A good feud is fuel for attention
The fact that a Democratic Party politician has policy disagreements with Mike Pence regarding LGBT rights is not exactly a “Man Bites Dog” story.
But Buttigieg managed to leverage the fact that he is both gay and from Indiana into a multi-day feud with the vice president of the United States. The South Bend mayor criticized Pence, his state’s former governor, by name. Then he got Karen Pence to attack him, the VP himself to attack him, and then cable news doing pickup coverage of him telling Ellen DeGeneres that “I’m not critical of his faith, I’m critical of bad policies.”
Of course, literally every Democrat is critical of Pence’s policies, but somehow only Buttigieg is in the news for it.
The whole story arc even prompted a mildly critical Associated Press story, which noted that back when Pence was governor, Buttigieg seemed to have a perfectly friendly relationship with him — even ducking a couple of high-profile LGBT rights-related fights.
But for a candidate who continues to be held back by low name recognition, even a mildly critical story can be useful exposure. That’s especially true in this case because the AP story not only got his name out there but also served to highlight some of Buttigieg’s achievements as a small-city mayor working pragmatically across the aisle to help people.

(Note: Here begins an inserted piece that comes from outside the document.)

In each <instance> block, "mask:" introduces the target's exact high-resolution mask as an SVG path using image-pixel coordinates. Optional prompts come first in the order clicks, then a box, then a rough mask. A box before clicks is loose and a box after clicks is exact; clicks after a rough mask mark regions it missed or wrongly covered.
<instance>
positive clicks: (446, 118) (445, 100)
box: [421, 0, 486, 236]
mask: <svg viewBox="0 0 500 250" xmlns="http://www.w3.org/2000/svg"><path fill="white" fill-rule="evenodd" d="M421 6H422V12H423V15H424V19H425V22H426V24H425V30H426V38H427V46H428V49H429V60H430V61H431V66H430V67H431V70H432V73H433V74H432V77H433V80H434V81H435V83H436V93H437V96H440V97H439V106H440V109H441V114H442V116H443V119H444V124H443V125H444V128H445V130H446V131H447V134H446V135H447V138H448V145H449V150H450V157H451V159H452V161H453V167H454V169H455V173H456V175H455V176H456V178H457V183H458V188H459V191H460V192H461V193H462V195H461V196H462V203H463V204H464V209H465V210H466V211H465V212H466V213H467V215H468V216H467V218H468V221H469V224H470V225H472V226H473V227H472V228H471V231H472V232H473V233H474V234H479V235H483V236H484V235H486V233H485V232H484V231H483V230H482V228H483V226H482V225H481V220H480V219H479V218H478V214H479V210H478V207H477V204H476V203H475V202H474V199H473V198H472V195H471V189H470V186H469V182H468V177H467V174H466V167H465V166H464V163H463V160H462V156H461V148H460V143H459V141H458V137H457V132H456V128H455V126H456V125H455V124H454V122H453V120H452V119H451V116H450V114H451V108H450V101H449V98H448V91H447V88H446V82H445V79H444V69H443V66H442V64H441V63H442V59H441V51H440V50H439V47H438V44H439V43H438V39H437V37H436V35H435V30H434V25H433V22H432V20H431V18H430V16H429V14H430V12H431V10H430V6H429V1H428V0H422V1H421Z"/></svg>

There’s a cliché in American politics that opposition parties like to select a nominee who is in some sense the opposite of the hated incumbent. And Buttigieg — a young, gay, and extremely earnest Midwestern intellectual who’s also a combat veteran — certainly fits one version of that bill. But he’s also very much a beneficiary of the extent to which Trump’s election has lowered the bar for qualification for high office.
As Olivia Nuzzi, the author of a big new Buttigieg profile in New York magazine, pointed out over the weekend, he’s very much followed the model of obtaining coverage by making himself fun to cover.
Primary voting, of course, is still nine months away, and more likely than not, Buttigieg will find it impossible to maintain this level of momentum — particularly as other candidates step up. But whether or not his strategy ultimately delivers victory, Buttigieg is proving that courting earned media by relentlessly showing up can work for a range of political figures. That strategy isn’t inextricably linked to Trump’s brand of politics or his relationship with Fox News.